Sri Lanka’s economic crisis has turned into political unrest, days after the public demonstrated outside President Gotabaya Rajapaksa’s house in the capital Colombo. Dozens of Sri Lankan lawmakers left the ruling coalition on Tuesday, leaving Rajapaksa’s government with fewer than the 113 members needed to maintain a majority in the 225-member chamber. Fueled by anger over food and fuel shortages and power cuts, people continued to protest the government led by Gotabaya Rajapaksa and demanded that his entire family resign over their handling of the heavily indebted economy. .
Here are the main updates on the crisis in Sri Lanka:
> In a setback for the Sri Lankan government, Finance Minister Ali Sabry resigned within 24 hours of his appointment and ahead of crucial talks scheduled with the International Monetary Fund (IMF) for a loan program to help the country out of its worst economic crisis.
>Massive protests took place outside Sri Lanka’s parliament on Tuesday as protesters continued to demand Rajapaksa’s resignation amid the country’s worst economic crisis in decades.
> The United States, meanwhile, expressed concern about the economic situation in Sri Lanka and urged the island nation’s authorities to exercise restraint and avoid blackouts on social media. “We are deeply concerned about the economic situation in Sri Lanka. Everyone has the right to demonstrate peacefully and express their opinions. tweeted State Department spokesman Ned Price.

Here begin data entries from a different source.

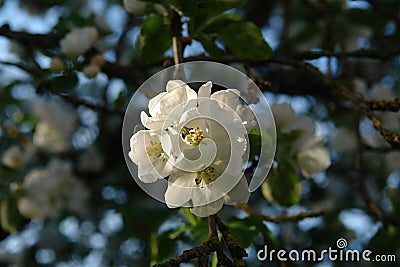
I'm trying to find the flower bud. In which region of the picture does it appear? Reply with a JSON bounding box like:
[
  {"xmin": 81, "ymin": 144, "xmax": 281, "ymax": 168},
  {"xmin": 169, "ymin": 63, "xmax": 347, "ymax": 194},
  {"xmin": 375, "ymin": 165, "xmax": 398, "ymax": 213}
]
[
  {"xmin": 50, "ymin": 57, "xmax": 65, "ymax": 72},
  {"xmin": 124, "ymin": 0, "xmax": 147, "ymax": 16}
]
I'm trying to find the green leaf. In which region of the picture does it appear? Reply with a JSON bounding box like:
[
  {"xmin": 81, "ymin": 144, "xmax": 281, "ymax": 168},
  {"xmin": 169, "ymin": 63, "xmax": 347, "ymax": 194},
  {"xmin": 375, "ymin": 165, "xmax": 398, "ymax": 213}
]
[
  {"xmin": 248, "ymin": 129, "xmax": 273, "ymax": 158},
  {"xmin": 150, "ymin": 231, "xmax": 177, "ymax": 265},
  {"xmin": 50, "ymin": 72, "xmax": 78, "ymax": 91},
  {"xmin": 0, "ymin": 198, "xmax": 24, "ymax": 233},
  {"xmin": 219, "ymin": 22, "xmax": 272, "ymax": 60},
  {"xmin": 133, "ymin": 124, "xmax": 146, "ymax": 134},
  {"xmin": 261, "ymin": 159, "xmax": 301, "ymax": 206},
  {"xmin": 368, "ymin": 226, "xmax": 400, "ymax": 254},
  {"xmin": 136, "ymin": 15, "xmax": 172, "ymax": 61},
  {"xmin": 387, "ymin": 188, "xmax": 400, "ymax": 214},
  {"xmin": 188, "ymin": 218, "xmax": 209, "ymax": 244},
  {"xmin": 197, "ymin": 34, "xmax": 224, "ymax": 58}
]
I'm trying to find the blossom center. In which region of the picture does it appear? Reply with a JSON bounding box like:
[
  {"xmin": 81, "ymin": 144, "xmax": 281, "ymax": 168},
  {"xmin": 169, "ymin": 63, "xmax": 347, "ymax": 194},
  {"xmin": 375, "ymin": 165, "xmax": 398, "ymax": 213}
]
[
  {"xmin": 195, "ymin": 166, "xmax": 216, "ymax": 185},
  {"xmin": 146, "ymin": 141, "xmax": 165, "ymax": 160},
  {"xmin": 182, "ymin": 127, "xmax": 204, "ymax": 146}
]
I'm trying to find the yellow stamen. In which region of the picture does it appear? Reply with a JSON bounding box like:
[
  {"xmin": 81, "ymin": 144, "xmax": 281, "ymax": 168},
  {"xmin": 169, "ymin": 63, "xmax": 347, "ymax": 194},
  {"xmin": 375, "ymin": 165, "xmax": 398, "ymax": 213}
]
[
  {"xmin": 182, "ymin": 127, "xmax": 204, "ymax": 146},
  {"xmin": 195, "ymin": 166, "xmax": 216, "ymax": 185},
  {"xmin": 146, "ymin": 141, "xmax": 165, "ymax": 160}
]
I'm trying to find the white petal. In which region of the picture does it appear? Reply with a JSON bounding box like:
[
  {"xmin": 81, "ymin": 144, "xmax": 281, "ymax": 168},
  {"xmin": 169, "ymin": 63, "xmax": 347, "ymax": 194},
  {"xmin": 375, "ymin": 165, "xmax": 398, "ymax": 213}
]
[
  {"xmin": 165, "ymin": 173, "xmax": 196, "ymax": 208},
  {"xmin": 190, "ymin": 198, "xmax": 224, "ymax": 217},
  {"xmin": 165, "ymin": 80, "xmax": 186, "ymax": 92},
  {"xmin": 197, "ymin": 82, "xmax": 212, "ymax": 105},
  {"xmin": 211, "ymin": 89, "xmax": 240, "ymax": 110},
  {"xmin": 149, "ymin": 92, "xmax": 167, "ymax": 116},
  {"xmin": 224, "ymin": 176, "xmax": 250, "ymax": 205},
  {"xmin": 271, "ymin": 103, "xmax": 296, "ymax": 129}
]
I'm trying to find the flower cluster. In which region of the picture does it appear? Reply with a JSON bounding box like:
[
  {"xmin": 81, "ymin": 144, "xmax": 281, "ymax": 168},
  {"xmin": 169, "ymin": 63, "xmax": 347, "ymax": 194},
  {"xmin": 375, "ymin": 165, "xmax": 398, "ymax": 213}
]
[
  {"xmin": 271, "ymin": 104, "xmax": 331, "ymax": 178},
  {"xmin": 33, "ymin": 100, "xmax": 78, "ymax": 153},
  {"xmin": 129, "ymin": 80, "xmax": 256, "ymax": 217},
  {"xmin": 60, "ymin": 26, "xmax": 99, "ymax": 58}
]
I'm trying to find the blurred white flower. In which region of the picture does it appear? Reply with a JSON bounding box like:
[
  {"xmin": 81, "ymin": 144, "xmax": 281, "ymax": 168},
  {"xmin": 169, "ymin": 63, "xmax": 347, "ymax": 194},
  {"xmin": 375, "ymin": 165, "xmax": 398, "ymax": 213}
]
[
  {"xmin": 50, "ymin": 57, "xmax": 65, "ymax": 72},
  {"xmin": 18, "ymin": 159, "xmax": 89, "ymax": 219},
  {"xmin": 78, "ymin": 146, "xmax": 104, "ymax": 172},
  {"xmin": 271, "ymin": 104, "xmax": 331, "ymax": 178},
  {"xmin": 33, "ymin": 100, "xmax": 78, "ymax": 153},
  {"xmin": 165, "ymin": 82, "xmax": 250, "ymax": 217},
  {"xmin": 1, "ymin": 145, "xmax": 32, "ymax": 169},
  {"xmin": 330, "ymin": 127, "xmax": 357, "ymax": 152},
  {"xmin": 297, "ymin": 136, "xmax": 331, "ymax": 178},
  {"xmin": 123, "ymin": 0, "xmax": 147, "ymax": 16},
  {"xmin": 60, "ymin": 26, "xmax": 99, "ymax": 58},
  {"xmin": 385, "ymin": 151, "xmax": 400, "ymax": 171}
]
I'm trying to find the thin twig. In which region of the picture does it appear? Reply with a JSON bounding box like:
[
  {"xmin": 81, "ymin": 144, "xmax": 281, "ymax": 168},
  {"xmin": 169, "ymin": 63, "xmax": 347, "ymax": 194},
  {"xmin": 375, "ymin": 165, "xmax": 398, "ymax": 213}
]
[{"xmin": 236, "ymin": 204, "xmax": 324, "ymax": 223}]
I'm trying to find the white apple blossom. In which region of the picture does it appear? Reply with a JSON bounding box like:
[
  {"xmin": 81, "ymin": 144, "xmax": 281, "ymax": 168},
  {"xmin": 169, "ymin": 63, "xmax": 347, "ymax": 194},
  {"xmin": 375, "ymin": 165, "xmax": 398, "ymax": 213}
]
[
  {"xmin": 297, "ymin": 135, "xmax": 331, "ymax": 178},
  {"xmin": 210, "ymin": 89, "xmax": 257, "ymax": 131},
  {"xmin": 129, "ymin": 80, "xmax": 253, "ymax": 217},
  {"xmin": 18, "ymin": 159, "xmax": 88, "ymax": 219},
  {"xmin": 33, "ymin": 100, "xmax": 78, "ymax": 152},
  {"xmin": 271, "ymin": 104, "xmax": 331, "ymax": 178},
  {"xmin": 60, "ymin": 26, "xmax": 99, "ymax": 58}
]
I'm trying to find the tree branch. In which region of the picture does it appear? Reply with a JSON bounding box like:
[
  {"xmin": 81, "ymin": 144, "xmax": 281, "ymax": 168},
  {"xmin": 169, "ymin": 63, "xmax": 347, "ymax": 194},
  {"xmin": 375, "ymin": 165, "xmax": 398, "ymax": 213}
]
[
  {"xmin": 364, "ymin": 98, "xmax": 400, "ymax": 112},
  {"xmin": 236, "ymin": 204, "xmax": 324, "ymax": 223}
]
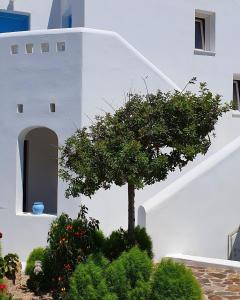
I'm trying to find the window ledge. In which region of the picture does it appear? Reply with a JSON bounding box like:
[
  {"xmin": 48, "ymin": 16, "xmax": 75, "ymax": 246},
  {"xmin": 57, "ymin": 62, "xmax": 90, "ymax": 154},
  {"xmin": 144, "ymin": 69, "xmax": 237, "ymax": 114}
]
[
  {"xmin": 17, "ymin": 212, "xmax": 57, "ymax": 219},
  {"xmin": 194, "ymin": 49, "xmax": 216, "ymax": 56}
]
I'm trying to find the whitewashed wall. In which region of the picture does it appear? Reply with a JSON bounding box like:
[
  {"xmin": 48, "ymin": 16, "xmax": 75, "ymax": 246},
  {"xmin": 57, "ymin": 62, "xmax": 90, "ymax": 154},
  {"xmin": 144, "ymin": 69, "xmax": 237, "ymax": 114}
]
[
  {"xmin": 139, "ymin": 137, "xmax": 240, "ymax": 259},
  {"xmin": 81, "ymin": 0, "xmax": 240, "ymax": 100},
  {"xmin": 0, "ymin": 0, "xmax": 240, "ymax": 259}
]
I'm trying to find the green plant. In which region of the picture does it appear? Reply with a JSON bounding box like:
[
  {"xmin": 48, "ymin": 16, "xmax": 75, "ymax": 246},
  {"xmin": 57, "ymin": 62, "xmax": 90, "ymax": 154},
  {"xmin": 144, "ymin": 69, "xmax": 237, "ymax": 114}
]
[
  {"xmin": 0, "ymin": 256, "xmax": 5, "ymax": 279},
  {"xmin": 68, "ymin": 256, "xmax": 117, "ymax": 300},
  {"xmin": 151, "ymin": 260, "xmax": 203, "ymax": 300},
  {"xmin": 0, "ymin": 278, "xmax": 7, "ymax": 300},
  {"xmin": 25, "ymin": 247, "xmax": 44, "ymax": 275},
  {"xmin": 103, "ymin": 226, "xmax": 153, "ymax": 260},
  {"xmin": 41, "ymin": 206, "xmax": 104, "ymax": 299},
  {"xmin": 4, "ymin": 253, "xmax": 20, "ymax": 284},
  {"xmin": 60, "ymin": 78, "xmax": 229, "ymax": 239},
  {"xmin": 106, "ymin": 247, "xmax": 152, "ymax": 300}
]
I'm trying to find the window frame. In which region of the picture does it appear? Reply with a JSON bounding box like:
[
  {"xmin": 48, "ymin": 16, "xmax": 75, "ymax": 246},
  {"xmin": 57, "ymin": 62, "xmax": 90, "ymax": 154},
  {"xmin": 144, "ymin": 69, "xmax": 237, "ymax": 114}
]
[
  {"xmin": 195, "ymin": 16, "xmax": 206, "ymax": 50},
  {"xmin": 233, "ymin": 79, "xmax": 240, "ymax": 110}
]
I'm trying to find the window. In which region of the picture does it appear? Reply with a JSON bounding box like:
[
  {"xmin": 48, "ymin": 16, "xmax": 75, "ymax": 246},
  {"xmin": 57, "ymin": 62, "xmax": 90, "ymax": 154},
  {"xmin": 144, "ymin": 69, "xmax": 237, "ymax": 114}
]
[
  {"xmin": 233, "ymin": 80, "xmax": 240, "ymax": 110},
  {"xmin": 17, "ymin": 104, "xmax": 23, "ymax": 114},
  {"xmin": 49, "ymin": 103, "xmax": 56, "ymax": 112},
  {"xmin": 195, "ymin": 18, "xmax": 205, "ymax": 49},
  {"xmin": 57, "ymin": 42, "xmax": 66, "ymax": 52},
  {"xmin": 26, "ymin": 44, "xmax": 33, "ymax": 54},
  {"xmin": 195, "ymin": 10, "xmax": 215, "ymax": 55},
  {"xmin": 41, "ymin": 43, "xmax": 49, "ymax": 53},
  {"xmin": 62, "ymin": 14, "xmax": 72, "ymax": 28},
  {"xmin": 11, "ymin": 45, "xmax": 18, "ymax": 55}
]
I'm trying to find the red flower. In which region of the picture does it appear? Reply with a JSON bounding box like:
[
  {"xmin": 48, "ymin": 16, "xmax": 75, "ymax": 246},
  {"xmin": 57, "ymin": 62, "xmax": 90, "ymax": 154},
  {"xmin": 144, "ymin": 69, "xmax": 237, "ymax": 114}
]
[
  {"xmin": 66, "ymin": 225, "xmax": 73, "ymax": 230},
  {"xmin": 0, "ymin": 284, "xmax": 7, "ymax": 291},
  {"xmin": 64, "ymin": 264, "xmax": 71, "ymax": 270}
]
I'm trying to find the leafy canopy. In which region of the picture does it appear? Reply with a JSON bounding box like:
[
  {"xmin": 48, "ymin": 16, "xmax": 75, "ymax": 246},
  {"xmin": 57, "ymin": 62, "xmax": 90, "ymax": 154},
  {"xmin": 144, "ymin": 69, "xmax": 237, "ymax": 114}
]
[{"xmin": 60, "ymin": 83, "xmax": 229, "ymax": 197}]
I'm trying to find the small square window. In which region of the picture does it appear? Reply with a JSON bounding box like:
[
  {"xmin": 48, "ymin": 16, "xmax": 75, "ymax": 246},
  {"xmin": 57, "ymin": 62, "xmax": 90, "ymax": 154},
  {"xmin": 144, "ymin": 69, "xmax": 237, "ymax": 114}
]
[
  {"xmin": 195, "ymin": 10, "xmax": 216, "ymax": 54},
  {"xmin": 57, "ymin": 42, "xmax": 66, "ymax": 52},
  {"xmin": 49, "ymin": 103, "xmax": 56, "ymax": 112},
  {"xmin": 26, "ymin": 44, "xmax": 33, "ymax": 54},
  {"xmin": 41, "ymin": 43, "xmax": 49, "ymax": 53},
  {"xmin": 11, "ymin": 45, "xmax": 18, "ymax": 55},
  {"xmin": 17, "ymin": 104, "xmax": 23, "ymax": 114}
]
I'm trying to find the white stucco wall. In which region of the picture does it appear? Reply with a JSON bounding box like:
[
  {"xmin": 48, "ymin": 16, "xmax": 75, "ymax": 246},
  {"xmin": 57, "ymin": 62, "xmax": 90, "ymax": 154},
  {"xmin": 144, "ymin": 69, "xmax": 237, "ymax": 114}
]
[
  {"xmin": 85, "ymin": 0, "xmax": 240, "ymax": 100},
  {"xmin": 0, "ymin": 0, "xmax": 73, "ymax": 30},
  {"xmin": 0, "ymin": 0, "xmax": 240, "ymax": 259},
  {"xmin": 139, "ymin": 137, "xmax": 240, "ymax": 259},
  {"xmin": 0, "ymin": 31, "xmax": 81, "ymax": 259},
  {"xmin": 0, "ymin": 29, "xmax": 179, "ymax": 259}
]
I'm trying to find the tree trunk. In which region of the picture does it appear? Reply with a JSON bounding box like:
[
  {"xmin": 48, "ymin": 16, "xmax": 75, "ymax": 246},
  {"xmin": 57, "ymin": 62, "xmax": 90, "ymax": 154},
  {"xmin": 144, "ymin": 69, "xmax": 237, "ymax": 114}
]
[{"xmin": 128, "ymin": 184, "xmax": 135, "ymax": 240}]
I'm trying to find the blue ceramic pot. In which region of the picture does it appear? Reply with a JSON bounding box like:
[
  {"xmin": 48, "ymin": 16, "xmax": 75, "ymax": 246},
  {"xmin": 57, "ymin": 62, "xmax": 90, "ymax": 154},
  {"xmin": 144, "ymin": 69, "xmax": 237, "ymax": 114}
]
[{"xmin": 32, "ymin": 202, "xmax": 44, "ymax": 215}]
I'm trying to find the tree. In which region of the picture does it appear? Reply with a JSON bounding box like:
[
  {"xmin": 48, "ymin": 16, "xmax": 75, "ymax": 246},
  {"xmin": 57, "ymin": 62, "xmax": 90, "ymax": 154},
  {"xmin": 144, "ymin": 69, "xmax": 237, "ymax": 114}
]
[{"xmin": 60, "ymin": 78, "xmax": 230, "ymax": 238}]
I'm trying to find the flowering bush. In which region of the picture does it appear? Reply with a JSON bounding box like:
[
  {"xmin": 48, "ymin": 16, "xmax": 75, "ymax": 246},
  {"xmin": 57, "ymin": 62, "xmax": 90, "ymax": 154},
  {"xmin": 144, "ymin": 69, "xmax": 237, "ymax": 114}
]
[
  {"xmin": 0, "ymin": 233, "xmax": 19, "ymax": 283},
  {"xmin": 0, "ymin": 232, "xmax": 2, "ymax": 257},
  {"xmin": 39, "ymin": 206, "xmax": 104, "ymax": 299}
]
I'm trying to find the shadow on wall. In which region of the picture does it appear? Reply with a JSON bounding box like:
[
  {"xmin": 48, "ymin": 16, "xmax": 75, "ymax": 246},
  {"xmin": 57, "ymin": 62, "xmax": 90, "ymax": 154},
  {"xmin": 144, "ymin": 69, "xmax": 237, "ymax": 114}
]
[
  {"xmin": 48, "ymin": 0, "xmax": 61, "ymax": 29},
  {"xmin": 229, "ymin": 231, "xmax": 240, "ymax": 261},
  {"xmin": 7, "ymin": 0, "xmax": 14, "ymax": 10}
]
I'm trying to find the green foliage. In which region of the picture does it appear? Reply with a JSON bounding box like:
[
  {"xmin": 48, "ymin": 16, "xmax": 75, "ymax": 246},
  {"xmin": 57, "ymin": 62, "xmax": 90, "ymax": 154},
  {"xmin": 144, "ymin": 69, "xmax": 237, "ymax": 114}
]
[
  {"xmin": 39, "ymin": 206, "xmax": 104, "ymax": 299},
  {"xmin": 25, "ymin": 247, "xmax": 44, "ymax": 275},
  {"xmin": 4, "ymin": 253, "xmax": 19, "ymax": 283},
  {"xmin": 0, "ymin": 253, "xmax": 19, "ymax": 282},
  {"xmin": 0, "ymin": 278, "xmax": 7, "ymax": 300},
  {"xmin": 60, "ymin": 82, "xmax": 229, "ymax": 197},
  {"xmin": 151, "ymin": 260, "xmax": 202, "ymax": 300},
  {"xmin": 68, "ymin": 257, "xmax": 117, "ymax": 300},
  {"xmin": 0, "ymin": 256, "xmax": 5, "ymax": 279},
  {"xmin": 106, "ymin": 247, "xmax": 152, "ymax": 300},
  {"xmin": 103, "ymin": 226, "xmax": 153, "ymax": 260}
]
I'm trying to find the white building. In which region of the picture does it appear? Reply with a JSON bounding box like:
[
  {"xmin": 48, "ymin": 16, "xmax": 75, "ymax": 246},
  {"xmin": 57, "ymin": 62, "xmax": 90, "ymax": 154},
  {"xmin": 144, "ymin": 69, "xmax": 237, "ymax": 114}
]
[{"xmin": 0, "ymin": 0, "xmax": 240, "ymax": 259}]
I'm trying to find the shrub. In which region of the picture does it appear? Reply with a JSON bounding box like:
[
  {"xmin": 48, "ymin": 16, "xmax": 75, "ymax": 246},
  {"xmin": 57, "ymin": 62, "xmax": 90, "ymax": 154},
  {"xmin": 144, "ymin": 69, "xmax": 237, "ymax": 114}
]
[
  {"xmin": 25, "ymin": 247, "xmax": 44, "ymax": 275},
  {"xmin": 0, "ymin": 279, "xmax": 9, "ymax": 300},
  {"xmin": 103, "ymin": 226, "xmax": 153, "ymax": 260},
  {"xmin": 106, "ymin": 247, "xmax": 152, "ymax": 300},
  {"xmin": 67, "ymin": 256, "xmax": 117, "ymax": 300},
  {"xmin": 42, "ymin": 206, "xmax": 104, "ymax": 299},
  {"xmin": 151, "ymin": 260, "xmax": 202, "ymax": 300}
]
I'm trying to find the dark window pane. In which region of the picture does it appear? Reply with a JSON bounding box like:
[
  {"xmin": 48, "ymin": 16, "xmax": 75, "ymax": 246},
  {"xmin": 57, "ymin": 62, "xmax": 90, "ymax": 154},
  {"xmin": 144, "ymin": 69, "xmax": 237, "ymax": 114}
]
[{"xmin": 195, "ymin": 19, "xmax": 205, "ymax": 49}]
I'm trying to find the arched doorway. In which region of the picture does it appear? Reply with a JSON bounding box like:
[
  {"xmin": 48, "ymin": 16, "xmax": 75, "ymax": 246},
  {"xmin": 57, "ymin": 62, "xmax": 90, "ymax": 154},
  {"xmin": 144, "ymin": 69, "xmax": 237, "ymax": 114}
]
[{"xmin": 22, "ymin": 127, "xmax": 58, "ymax": 214}]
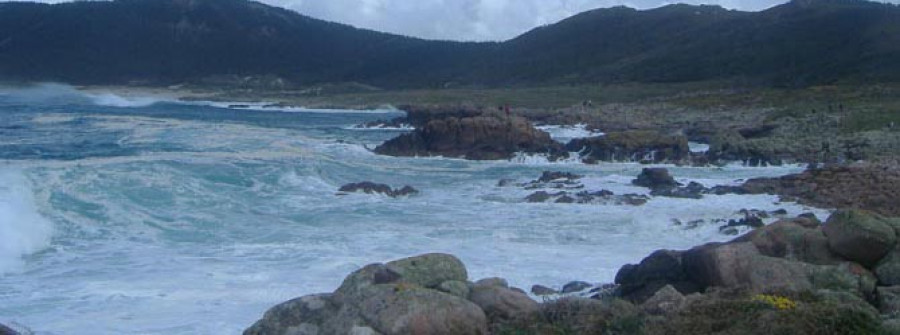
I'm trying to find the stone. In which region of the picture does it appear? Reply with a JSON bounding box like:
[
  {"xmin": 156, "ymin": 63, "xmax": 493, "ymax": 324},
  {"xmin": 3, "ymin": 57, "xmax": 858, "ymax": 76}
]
[
  {"xmin": 375, "ymin": 116, "xmax": 564, "ymax": 160},
  {"xmin": 823, "ymin": 210, "xmax": 897, "ymax": 267},
  {"xmin": 437, "ymin": 280, "xmax": 470, "ymax": 299},
  {"xmin": 338, "ymin": 181, "xmax": 419, "ymax": 198},
  {"xmin": 358, "ymin": 283, "xmax": 488, "ymax": 335},
  {"xmin": 562, "ymin": 281, "xmax": 594, "ymax": 294},
  {"xmin": 640, "ymin": 285, "xmax": 687, "ymax": 315},
  {"xmin": 736, "ymin": 219, "xmax": 842, "ymax": 265},
  {"xmin": 387, "ymin": 254, "xmax": 469, "ymax": 288},
  {"xmin": 469, "ymin": 284, "xmax": 539, "ymax": 322},
  {"xmin": 631, "ymin": 168, "xmax": 681, "ymax": 190},
  {"xmin": 682, "ymin": 242, "xmax": 876, "ymax": 297},
  {"xmin": 566, "ymin": 130, "xmax": 691, "ymax": 163},
  {"xmin": 244, "ymin": 294, "xmax": 353, "ymax": 335},
  {"xmin": 475, "ymin": 277, "xmax": 509, "ymax": 288},
  {"xmin": 615, "ymin": 250, "xmax": 700, "ymax": 303},
  {"xmin": 876, "ymin": 286, "xmax": 900, "ymax": 316},
  {"xmin": 531, "ymin": 285, "xmax": 559, "ymax": 296},
  {"xmin": 0, "ymin": 323, "xmax": 19, "ymax": 335}
]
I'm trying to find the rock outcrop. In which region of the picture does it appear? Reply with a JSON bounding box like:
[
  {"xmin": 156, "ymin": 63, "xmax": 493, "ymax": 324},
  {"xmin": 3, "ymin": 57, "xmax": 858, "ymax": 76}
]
[
  {"xmin": 616, "ymin": 212, "xmax": 896, "ymax": 302},
  {"xmin": 566, "ymin": 130, "xmax": 691, "ymax": 163},
  {"xmin": 244, "ymin": 254, "xmax": 538, "ymax": 335},
  {"xmin": 741, "ymin": 164, "xmax": 900, "ymax": 217},
  {"xmin": 375, "ymin": 116, "xmax": 564, "ymax": 160},
  {"xmin": 338, "ymin": 181, "xmax": 419, "ymax": 198}
]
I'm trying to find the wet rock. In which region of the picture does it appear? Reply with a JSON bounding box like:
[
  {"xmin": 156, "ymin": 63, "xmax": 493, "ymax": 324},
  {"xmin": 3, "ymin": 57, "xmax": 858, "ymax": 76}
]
[
  {"xmin": 469, "ymin": 284, "xmax": 539, "ymax": 322},
  {"xmin": 531, "ymin": 285, "xmax": 559, "ymax": 296},
  {"xmin": 631, "ymin": 168, "xmax": 681, "ymax": 190},
  {"xmin": 0, "ymin": 324, "xmax": 19, "ymax": 335},
  {"xmin": 877, "ymin": 286, "xmax": 900, "ymax": 315},
  {"xmin": 616, "ymin": 250, "xmax": 699, "ymax": 302},
  {"xmin": 736, "ymin": 218, "xmax": 842, "ymax": 265},
  {"xmin": 475, "ymin": 277, "xmax": 509, "ymax": 288},
  {"xmin": 375, "ymin": 116, "xmax": 564, "ymax": 160},
  {"xmin": 244, "ymin": 254, "xmax": 487, "ymax": 335},
  {"xmin": 650, "ymin": 181, "xmax": 708, "ymax": 199},
  {"xmin": 338, "ymin": 181, "xmax": 419, "ymax": 198},
  {"xmin": 358, "ymin": 284, "xmax": 487, "ymax": 335},
  {"xmin": 640, "ymin": 285, "xmax": 687, "ymax": 315},
  {"xmin": 387, "ymin": 254, "xmax": 469, "ymax": 288},
  {"xmin": 537, "ymin": 171, "xmax": 581, "ymax": 183},
  {"xmin": 741, "ymin": 164, "xmax": 900, "ymax": 217},
  {"xmin": 822, "ymin": 210, "xmax": 897, "ymax": 267},
  {"xmin": 562, "ymin": 281, "xmax": 594, "ymax": 294},
  {"xmin": 566, "ymin": 131, "xmax": 691, "ymax": 163}
]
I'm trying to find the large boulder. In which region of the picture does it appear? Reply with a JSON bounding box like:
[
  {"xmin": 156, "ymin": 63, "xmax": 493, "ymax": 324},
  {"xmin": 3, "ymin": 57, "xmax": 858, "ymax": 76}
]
[
  {"xmin": 387, "ymin": 254, "xmax": 469, "ymax": 288},
  {"xmin": 631, "ymin": 168, "xmax": 681, "ymax": 190},
  {"xmin": 682, "ymin": 242, "xmax": 876, "ymax": 297},
  {"xmin": 244, "ymin": 254, "xmax": 488, "ymax": 335},
  {"xmin": 0, "ymin": 324, "xmax": 19, "ymax": 335},
  {"xmin": 615, "ymin": 250, "xmax": 701, "ymax": 303},
  {"xmin": 823, "ymin": 210, "xmax": 897, "ymax": 267},
  {"xmin": 469, "ymin": 284, "xmax": 539, "ymax": 322},
  {"xmin": 375, "ymin": 116, "xmax": 563, "ymax": 160},
  {"xmin": 566, "ymin": 130, "xmax": 691, "ymax": 163},
  {"xmin": 358, "ymin": 284, "xmax": 487, "ymax": 335},
  {"xmin": 736, "ymin": 218, "xmax": 842, "ymax": 265}
]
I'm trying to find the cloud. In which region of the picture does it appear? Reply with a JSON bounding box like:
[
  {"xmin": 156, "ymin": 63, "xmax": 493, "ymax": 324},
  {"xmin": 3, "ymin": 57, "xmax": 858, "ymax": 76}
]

Read also | “There may be a bloodbath…”: warning from the MPs of the ruling coalition in Sri Lanka
> Cash-strapped Sri Lanka has decided to temporarily close its embassies in Norway and Iraq, as well as the country’s Consulate General in Sydney, amid the ongoing crisis in the country. The decision will take effect from April 30, said a statement from its foreign ministry.
>A group of lawmakers from Sri Lanka’s ruling party have called for the appointment of an interim government, warning that failure to do so will lead to violence and lawlessness.
> The 36-hour curfew – imposed in Sri Lanka following public unrest outside the president’s home – was lifted on Monday. The country, however, continues to operate under a state of emergency.
> India recently announced a $1 billion line of credit to Sri Lanka as part of its financial assistance to the country to deal with the economic crisis, following a previous $500 billion line of credit dollars in February to help him buy petroleum products.